Scatta la nuova Irpef, cambia la busta-paga

03/01/2007
    mercoledì 3 gennaio 2007

    Pagina 10 – Economia & Lavoro

      Scatta la nuova Irpef, cambia la busta-paga

        Pensionati e lavoratori dipendenti potranno verificare gli effetti delle nuove norme già a fine mese

          di Marco Tedeschi / Milano

          NOVITÀ Da Capodanno sono entrate formalmente in vigore le modifiche al sistema di calcolo dell’Irpef introdotte dalla legge finanziaria e ciò comporterà alcune novità per i contribuenti rispetto alle procedure del passato. Le novità, secondo quanto riporta FiscoOggi, riguardano i nuovi scaglioni di reddito e le aliquote, la trasformazione delle precedenti deduzioni per familiari a carico in detrazioni, variabili in funzione del reddito complessivo, la sostituzione della «no tax area» con un sistema di detrazioni d’imposta di importo diverso a seconda della tipologia di reddito (lavoro dipendente, pensione, lavoro autonomo, impresa), e infine l’abolizione della clausola di salvaguardia, cioè della possibilità di utilizzare i sistemi di calcolo precedenti. Per la tassazione del trattamento di fine rapporto e delle altre somme connesse alla cessazione del rapporto di lavoro, si potranno utilizzare, se più favorevoli, aliquote e scaglioni in vigore al 31 dicembre 2006. Restano invariate le detrazioni (spese mediche, interessi su mutui) e le deduzioni (contributi previdenziali, assegni al coniuge, eccetera) per oneri sostenuti dai contribuenti.
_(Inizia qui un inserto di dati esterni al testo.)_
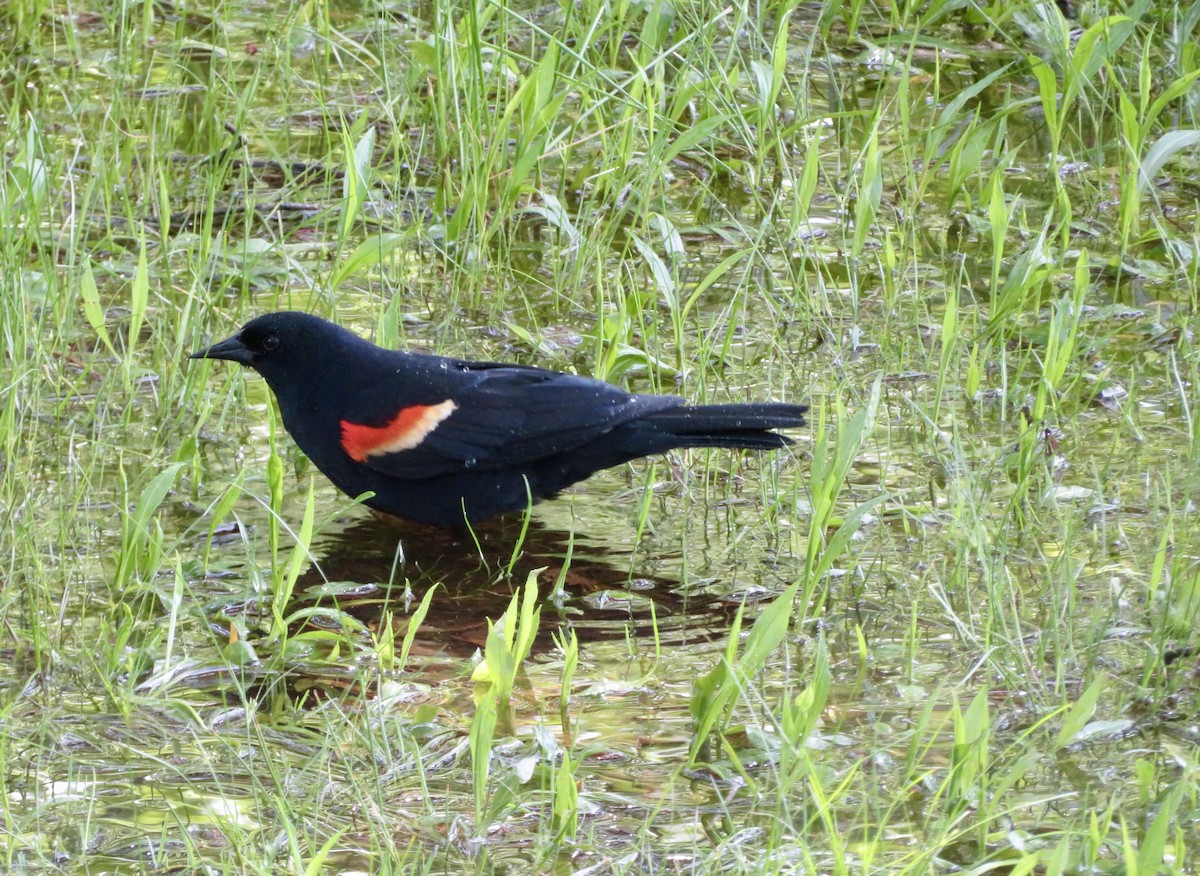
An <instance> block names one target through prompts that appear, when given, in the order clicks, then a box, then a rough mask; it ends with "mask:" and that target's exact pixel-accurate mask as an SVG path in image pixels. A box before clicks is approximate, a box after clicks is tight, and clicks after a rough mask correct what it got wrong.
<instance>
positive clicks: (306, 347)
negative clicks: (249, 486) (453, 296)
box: [191, 312, 806, 529]
mask: <svg viewBox="0 0 1200 876" xmlns="http://www.w3.org/2000/svg"><path fill="white" fill-rule="evenodd" d="M191 358H192V359H228V360H229V361H233V362H240V364H242V365H247V366H250V367H251V368H254V371H257V372H258V373H259V374H262V376H263V377H264V378H266V383H268V385H269V386H270V388H271V390H272V391H274V392H275V397H276V398H278V402H280V410H281V412H282V414H283V425H284V426H286V427H287V430H288V432H290V433H292V437H293V438H294V439H295V443H296V444H298V445H299V446H300V449H301V450H302V451H304V452H305V454H306V455H307V456H308V458H310V460H312V462H313V464H314V466H316V467H317V468H319V469H320V470H322V472H324V473H325V475H326V476H328V478H329V479H330V480H331V481H334V484H335V485H336V486H337V488H338V490H341V491H342V492H344V493H347V494H348V496H352V497H356V496H361V494H362V493H366V492H373V493H374V496H373V497H372V498H370V499H366V504H367V505H370V506H371V508H374V509H378V510H380V511H385V512H388V514H392V515H396V516H397V517H403V518H406V520H410V521H416V522H420V523H432V524H434V526H439V527H445V528H448V529H461V528H463V526H464V524H467V523H476V522H479V521H482V520H486V518H488V517H492V516H494V515H497V514H503V512H504V511H514V510H517V509H523V508H526V506H527V505H528V503H529V500H530V498H532V499H533V500H534V502H536V500H539V499H544V498H546V497H550V496H553V494H554V493H557V492H558V491H560V490H563V488H564V487H568V486H570V485H571V484H575V482H576V481H580V480H583V479H584V478H587V476H588V475H590V474H592V473H593V472H598V470H600V469H601V468H608V467H610V466H618V464H620V463H623V462H628V461H630V460H636V458H637V457H640V456H647V455H649V454H661V452H665V451H667V450H671V449H672V448H749V449H755V450H772V449H775V448H782V446H785V445H787V444H791V443H792V442H791V439H788V438H786V437H784V436H781V434H775V433H774V432H770V431H768V430H772V428H784V427H793V426H803V425H804V418H803V413H804V412H805V410H806V407H805V406H804V404H774V403H762V404H706V406H689V404H684V401H683V398H677V397H673V396H652V395H630V394H629V392H625V391H624V390H620V389H618V388H616V386H613V385H611V384H607V383H602V382H600V380H593V379H589V378H586V377H575V376H572V374H563V373H558V372H554V371H544V370H541V368H532V367H526V366H521V365H498V364H492V362H468V361H462V360H458V359H444V358H442V356H431V355H419V354H415V353H397V352H395V350H388V349H383V348H380V347H376V346H374V344H373V343H370V342H368V341H365V340H362V338H361V337H359V336H358V335H354V334H353V332H350V331H348V330H346V329H342V328H341V326H337V325H334V324H332V323H328V322H325V320H324V319H320V318H318V317H313V316H310V314H307V313H289V312H283V313H268V314H265V316H262V317H258V318H256V319H252V320H251V322H248V323H246V325H245V326H242V329H241V331H239V332H238V334H235V335H233V336H232V337H229V338H227V340H224V341H221V342H220V343H215V344H212V346H211V347H209V348H208V349H203V350H200V352H198V353H193V354H192V355H191Z"/></svg>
          Per lavoratori dipendenti e pensionati gli effetti delle nuove disposizioni saranno già percepibili a partire dalla busta paga e dalla rata di pensione di gennaio. Gli altri contribuenti potranno verificarli con la dichiarazione dei redditi che presenteranno nel 2008 per il periodo d’imposta 2007. I contribuenti che hanno diritto agli assegni per il nucleo familiare saranno interessati, inoltre, dalle nuove modalità di assegnazione e da importi aumentati. Gli incrementi variano a seconda della composizione del nucleo familiare e del reddito e sono collegati alle nuove regole di determinazione dell’Irpef per assicurare un maggior reddito disponibile alle famiglie numerose e con reddito basso.

          Le nuove aliquote Irpef sono cinque: la più bassa e quella più elevata rimangono invariate, essendo confermate al 23 e al 43%; sono stati invece modificati gli scaglioni di reddito e le aliquote intermedie. E questo è lo schema per il calcolo dell’Irpef del 2007: reddito imponibile aliquota Irpef (lorda) fino a 15.000 euro 23% del reddito, da 15.001 a 28.000 27% 3.450 +27% su parte eccedente 15.000 euro da 28.001 a 55.000 38% 6.960 +38% su parte eccedente 28.000 euro da 55.001 a 75.000 41% 17.220 +41% su parte eccedente 55.000 euro oltre 75.000 43% 25.420 +43% su parte eccedente 75.000 euro.

          Per determinare il reddito imponibile occorre sottrarre dal reddito complessivo gli oneri deducibili e la deduzione per l’abitazione principale. Applicando le nuove aliquote a quest’importo, si otterrà l’imposta lorda. E si giungerà all’imposta netta sottraendo tutte le detrazioni. L’Irpef non è dovuta dai contribuenti il cui reddito complessivo è composto da redditi di pensione fino a 7.500 euro (se goduti per l’intero anno), redditi di terreni per un importo non superiore a 185,92 euro e dalla rendita catastale dell’unità immobiliare adibita ad abitazione principale e delle relative pertinenze. Per valutare il risparmio d’imposta ottenibile con le nuove aliquote è necessario però quantificare le detrazioni per i familiari a carico e quelle legate alla tipologia di reddito prodotto.